I made an alternative implementation using a thread pool and a queue, based 
on the example at
http://clojure.org/concurrent_programming 

In short, your pmapall and the pool-based implementation (below) both give 
approximately
perfect scaling on my 4/8-core system (Intel i7 920 and HT). 
Both give close to full load on all cores and a factor 4.4 speedup compared 
to single threaded. 
This seems about right, the CPU has four physical cores and get a few 
percent extra performance 
from the virtual cores, so the speedup is approximately linear with the 
number of cores.

pmap-pool may be a tiny bit faster than the pmapall, but they are so close 
that I can't 
really tell.

It is possible that there is some sort of synchronization overhead on your 
48-core machine.
95% of the tasks are practically noops, after all - just the cost of a 
single function call. 
There are only 48 tasks in your test that actually require computation, so 
each 
core will do a bunch of noops and perhaps one "real" task. 

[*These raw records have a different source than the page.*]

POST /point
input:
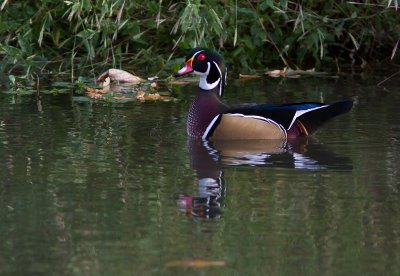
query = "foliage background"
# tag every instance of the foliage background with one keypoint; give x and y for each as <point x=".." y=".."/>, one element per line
<point x="150" y="35"/>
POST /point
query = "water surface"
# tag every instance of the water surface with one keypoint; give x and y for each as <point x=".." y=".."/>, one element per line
<point x="117" y="189"/>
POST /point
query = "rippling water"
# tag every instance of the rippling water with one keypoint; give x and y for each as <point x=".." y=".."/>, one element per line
<point x="117" y="189"/>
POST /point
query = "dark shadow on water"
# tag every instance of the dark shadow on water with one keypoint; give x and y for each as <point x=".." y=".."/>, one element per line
<point x="209" y="159"/>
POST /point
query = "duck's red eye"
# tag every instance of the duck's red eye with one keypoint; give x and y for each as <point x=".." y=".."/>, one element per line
<point x="201" y="57"/>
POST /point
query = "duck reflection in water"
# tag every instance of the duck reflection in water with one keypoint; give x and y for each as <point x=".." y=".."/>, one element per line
<point x="209" y="158"/>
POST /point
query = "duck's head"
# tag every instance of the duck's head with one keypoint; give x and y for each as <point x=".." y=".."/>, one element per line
<point x="209" y="65"/>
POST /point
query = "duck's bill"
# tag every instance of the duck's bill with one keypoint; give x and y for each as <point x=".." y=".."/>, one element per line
<point x="187" y="69"/>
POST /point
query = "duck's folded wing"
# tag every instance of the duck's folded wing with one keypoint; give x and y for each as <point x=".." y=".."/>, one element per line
<point x="311" y="115"/>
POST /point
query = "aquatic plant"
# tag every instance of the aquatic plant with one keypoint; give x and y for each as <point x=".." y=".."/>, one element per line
<point x="88" y="34"/>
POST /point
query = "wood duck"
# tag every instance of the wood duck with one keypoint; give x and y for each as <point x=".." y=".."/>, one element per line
<point x="211" y="119"/>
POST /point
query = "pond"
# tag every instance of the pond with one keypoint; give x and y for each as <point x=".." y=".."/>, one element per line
<point x="97" y="188"/>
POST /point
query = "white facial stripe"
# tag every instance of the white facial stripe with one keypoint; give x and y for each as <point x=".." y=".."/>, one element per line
<point x="197" y="53"/>
<point x="183" y="70"/>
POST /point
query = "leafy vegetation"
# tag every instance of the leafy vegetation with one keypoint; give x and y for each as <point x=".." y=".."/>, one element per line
<point x="84" y="34"/>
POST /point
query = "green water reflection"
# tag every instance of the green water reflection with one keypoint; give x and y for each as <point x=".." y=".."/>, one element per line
<point x="116" y="189"/>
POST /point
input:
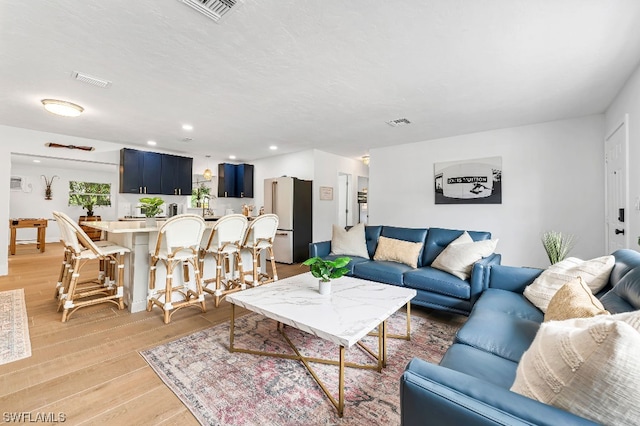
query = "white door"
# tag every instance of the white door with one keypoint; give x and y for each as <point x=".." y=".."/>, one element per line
<point x="344" y="200"/>
<point x="617" y="205"/>
<point x="278" y="199"/>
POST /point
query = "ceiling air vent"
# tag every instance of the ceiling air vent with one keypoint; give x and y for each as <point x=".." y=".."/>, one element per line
<point x="398" y="122"/>
<point x="90" y="80"/>
<point x="214" y="9"/>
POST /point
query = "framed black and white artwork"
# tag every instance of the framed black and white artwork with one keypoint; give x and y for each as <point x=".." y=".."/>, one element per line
<point x="477" y="181"/>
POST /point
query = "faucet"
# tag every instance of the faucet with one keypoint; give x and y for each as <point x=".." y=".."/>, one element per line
<point x="203" y="204"/>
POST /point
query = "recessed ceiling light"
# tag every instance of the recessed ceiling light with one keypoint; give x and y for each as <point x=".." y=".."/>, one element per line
<point x="63" y="108"/>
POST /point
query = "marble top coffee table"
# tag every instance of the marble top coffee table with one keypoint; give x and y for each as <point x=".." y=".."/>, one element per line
<point x="354" y="309"/>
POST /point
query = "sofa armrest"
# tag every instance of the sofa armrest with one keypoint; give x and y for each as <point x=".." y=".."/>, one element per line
<point x="320" y="249"/>
<point x="440" y="396"/>
<point x="512" y="278"/>
<point x="479" y="279"/>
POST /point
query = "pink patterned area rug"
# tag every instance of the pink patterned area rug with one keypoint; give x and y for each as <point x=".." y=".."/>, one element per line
<point x="14" y="327"/>
<point x="223" y="388"/>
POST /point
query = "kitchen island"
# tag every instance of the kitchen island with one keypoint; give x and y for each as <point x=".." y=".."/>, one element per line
<point x="137" y="237"/>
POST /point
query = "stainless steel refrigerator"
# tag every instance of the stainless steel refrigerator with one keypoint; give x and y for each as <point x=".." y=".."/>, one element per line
<point x="291" y="199"/>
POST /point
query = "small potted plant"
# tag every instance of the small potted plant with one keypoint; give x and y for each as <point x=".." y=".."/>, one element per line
<point x="557" y="245"/>
<point x="150" y="206"/>
<point x="326" y="270"/>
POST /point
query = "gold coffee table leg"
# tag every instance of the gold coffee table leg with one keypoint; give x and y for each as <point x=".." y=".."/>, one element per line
<point x="341" y="384"/>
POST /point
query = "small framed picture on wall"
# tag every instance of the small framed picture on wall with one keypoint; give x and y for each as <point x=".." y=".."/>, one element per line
<point x="326" y="193"/>
<point x="477" y="181"/>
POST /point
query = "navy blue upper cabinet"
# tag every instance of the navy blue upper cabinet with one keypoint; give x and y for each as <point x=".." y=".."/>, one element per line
<point x="235" y="180"/>
<point x="143" y="172"/>
<point x="244" y="180"/>
<point x="176" y="175"/>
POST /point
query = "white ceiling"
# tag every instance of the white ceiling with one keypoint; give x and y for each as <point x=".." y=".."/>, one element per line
<point x="303" y="74"/>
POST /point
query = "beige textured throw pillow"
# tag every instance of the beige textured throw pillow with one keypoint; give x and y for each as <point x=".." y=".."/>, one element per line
<point x="398" y="251"/>
<point x="458" y="257"/>
<point x="574" y="300"/>
<point x="349" y="243"/>
<point x="588" y="366"/>
<point x="594" y="272"/>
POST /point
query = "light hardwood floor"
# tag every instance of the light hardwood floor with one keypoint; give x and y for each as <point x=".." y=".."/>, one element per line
<point x="89" y="367"/>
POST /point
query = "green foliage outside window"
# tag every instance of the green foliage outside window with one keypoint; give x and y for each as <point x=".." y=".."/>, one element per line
<point x="89" y="195"/>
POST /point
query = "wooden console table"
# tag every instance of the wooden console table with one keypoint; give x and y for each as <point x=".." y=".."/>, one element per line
<point x="39" y="224"/>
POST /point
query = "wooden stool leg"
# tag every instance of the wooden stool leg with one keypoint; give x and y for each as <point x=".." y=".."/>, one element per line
<point x="273" y="264"/>
<point x="152" y="281"/>
<point x="196" y="272"/>
<point x="120" y="283"/>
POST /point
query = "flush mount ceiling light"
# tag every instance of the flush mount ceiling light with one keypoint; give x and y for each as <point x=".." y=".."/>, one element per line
<point x="207" y="174"/>
<point x="63" y="108"/>
<point x="398" y="122"/>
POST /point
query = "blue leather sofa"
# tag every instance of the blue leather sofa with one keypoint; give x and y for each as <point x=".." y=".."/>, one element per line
<point x="436" y="289"/>
<point x="471" y="384"/>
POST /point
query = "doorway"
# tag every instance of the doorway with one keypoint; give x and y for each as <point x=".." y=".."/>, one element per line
<point x="617" y="187"/>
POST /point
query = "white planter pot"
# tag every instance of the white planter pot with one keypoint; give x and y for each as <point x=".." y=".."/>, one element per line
<point x="324" y="287"/>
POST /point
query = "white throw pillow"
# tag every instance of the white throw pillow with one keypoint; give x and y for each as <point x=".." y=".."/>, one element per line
<point x="459" y="256"/>
<point x="349" y="243"/>
<point x="594" y="272"/>
<point x="400" y="251"/>
<point x="588" y="366"/>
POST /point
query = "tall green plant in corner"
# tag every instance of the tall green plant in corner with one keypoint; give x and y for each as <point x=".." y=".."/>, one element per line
<point x="557" y="245"/>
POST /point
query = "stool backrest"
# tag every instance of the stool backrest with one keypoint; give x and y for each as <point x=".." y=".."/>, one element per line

In real time, a single i7 920 runs the test just as fast as your 48 cores. I 
don't expect that's
representative for what your 48 cores can do.

I suggest
* Increase the test size and/or the density of "heavy" tasks.
* Let the "light" tasks do a bit more computation, at least enough to pay 
for the 
overhead of calling them.
* Start with a smaller number of threads, and see where it stops scaling 
linearly.


Threadpool/queue-based implementation:

(import '(java.util.concurrent Executors))
(defn pmap-pool [f coll]
  (let [queue (ref coll)  ;; shared queue of work units
        nthreads  (.availableProcessors (Runtime/getRuntime))
        pool  (Executors/newFixedThreadPool nthreads)
        tasks (map (fn [_] 
                     (fn [] ; one task per thread
                       (let [local-res (atom [])] ;; collect results per 
thread to minimize synchronization
                         (while (seq @queue)
                           ;; queue may be emptied between 'while'
                           ;; and 'dosync'.
                           (when-let [wu (dosync
                                                ;; grab work unit, update 
queue
                                                (when-let [w (first @queue)]
                                                  (alter queue next)
                                                  w))]
                             (swap! local-res conj (f wu))))
                         local-res)))
                   (range nthreads))
        results (doall (map #(deref (.get %)) ;; blocks until completion
                            (.invokeAll pool tasks))) ;; start all tasks
        results (reduce concat results)]
    (.shutdown pool)
    ;; sanity check
    (when-not (and (empty? @queue)     
                   (= (count results) (count coll))
                   (every? #(= % :done) results))
      (println "ERROR: queue " (count @queue) " #results" (count results)))
    results))

Results on an i7 920, 4 cores/8 threads (hyperthreading), Ubuntu 10.10:

user=> (time (last (map fast-or-slow inputs))))
"Elapsed time: 161891.732036 msecs", 100% CPU (out of 800% possible)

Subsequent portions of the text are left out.